Power mismatch space or NDZ region

NDZ is a very useful feature used for evaluating and examining the effectiveness of the islanding detection technique. Figure 3, shows \(\Delta {\text{P}}\) versus \(\Delta {\text{Q}}\) plane and this power imbalance happen due to V and f variations. Out of the shaded region AI device sense the islanding condition and thus disconnect the DG but this would not be possible in case of power difference came within power mismatch space and thus it became threat for the safety unit.

3.2 Detection Time

Time interval between the disconnecting of the main grid and detecting islanding b IDMs that is expressed as

$$\Delta t = t_{IdM} - t_{trip}$$
(3)

where \(\Delta t\) is the detection time, \(t_{IdM}\) is the instant at which islanding detected and \(t_{trip}\) is the instant at which circuit breaker of the main grid get trip and isolate the DGs.

3.3 Power Quality

For the power quality, several aspects have to be taken in consideration like voltage, current and frequency stability as well as continuous supply of power and there waveform. Due to all these concerns it doesn’t have the particular definition and thus it is also known as service quality, voltage and current quality but judging the all parameters it can defined as the calculation, analysis, and betterment of the line parameters to maintain a reference waveform.

3.4 Error Detection Ratio

It is related to the false detection of islanding by IDMs whenever utility grid and micro grid (MG) are interconnected. Error measurement caused primarily by disturbance, which results in measured units exceeding the set points [12]. It is described as

$$E_{d} = \frac{{N_{error\,detected} }}{{N_{error\,detected } + N_{correct\,detected} }}$$
(4)

where \(E_{d}\) is error detection ratio, \(N_{error\,detected}\) is count of time false detection and \(N_{correct\,detected}\) is count of time correct detection.

4 Islanding Detection Methods

Various detection methods are being identified the researchers across the world.
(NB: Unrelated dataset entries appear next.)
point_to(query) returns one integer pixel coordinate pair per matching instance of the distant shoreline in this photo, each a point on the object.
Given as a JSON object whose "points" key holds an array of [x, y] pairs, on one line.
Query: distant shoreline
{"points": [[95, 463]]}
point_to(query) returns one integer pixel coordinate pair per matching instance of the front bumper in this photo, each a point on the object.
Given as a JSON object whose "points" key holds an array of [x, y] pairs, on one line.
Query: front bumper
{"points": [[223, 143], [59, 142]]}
Typically, these can be classified into remote islanding detection (RID) and local islanding detection (LID) methods. RID methods are based on measurement and calculation of technical parameters at the central side [13,14,15,16,17,18], while LID methods are based realization at DG side. LID methods can be further divided into passive islanding detection (PID) [19,20,21,22,23,24,25,26,27,28,29,30,31,32,33,34,35,36,37,38,39,40,41,42,43,44,45,46,47,48,49,50,51,52,53], active islanding detection (AID) and hybrid islanding detection (HID) methods as shown in Fig. 2. In this work, Active Islanding [54,55,56,57,58,59,60,61,62,63,64] and Hybrid Islanding techniques [57, 65, 66] are extensively reviewed. Passive detection techniques are discussed in our recent review article [67].
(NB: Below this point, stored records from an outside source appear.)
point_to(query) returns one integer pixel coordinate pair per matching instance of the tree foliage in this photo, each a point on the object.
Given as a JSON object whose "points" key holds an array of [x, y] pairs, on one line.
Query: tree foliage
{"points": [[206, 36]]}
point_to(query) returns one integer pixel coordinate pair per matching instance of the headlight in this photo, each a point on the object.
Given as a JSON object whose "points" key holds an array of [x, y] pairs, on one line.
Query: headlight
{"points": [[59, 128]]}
4.1 Active Islanding Detection Methods

In these AID methods, intentionally injecting small perturbation at the output end of the DGs, that injecting signal do some significant changes in the system parameters and if that changes exceed the predefined value then trip signal get activated of the islanding condition and thus DG get disconnected. Remarkably AID methods have advantage as their low or zero NDZ, but major demerit is that these methods deteriorate the power quality. The basic flow chart of AID methods is shown in Fig. 4, and then different AID methods discussed briefly.

Fig. 4
figure 4

Flow chart of AID methods

4.1.1 Active Frequency Drift (AFD)

Electrical parameters voltage and current are associated with the magnitude, frequency and phase. AFD uses the frequency/phase related parameters. In this method a small disruption current is injected into the main system, and whenever the islanding phenomena occurs, frequency drift take place by adding a zero time in inverter current and make the inverter current waveform distorted with respect to the original waveform i.e., shown in Fig. 5, however it is not affected during the grid connected system. Distortion meaning is phase difference between inverter output waveform (current) and original waveform of utility voltage at PCC. Due to distortion, inverter detect phase error, and participate in drifting the DG/inverter current to make the phase error zero. To make the drift occurs, DG connected inverter should work at unity power factor, and frequency drift is compared with OUF relay for islanding to be detected. For this a parameter is defined name as chopping fraction (cf) shown in Eq. (5).

$$cf = \frac{{T_{Z} }}{{T_{V} /2}}$$
(5)
Fig. 5
figure 5

Operational waveform of AFD method [54]

where, \(T_{Z}\) = zero or dead time and \(T_{V}\) = time period of utility voltage. It is easy in implementation and having small NDZ compare to novel PID methods. Drawbacks are, effective for purely resistive load, as NDZ became large during large values of capacitance (C) and inductance (L), also wouldn’t suitable for parallel inverter systems, and have issue with the power quality [54].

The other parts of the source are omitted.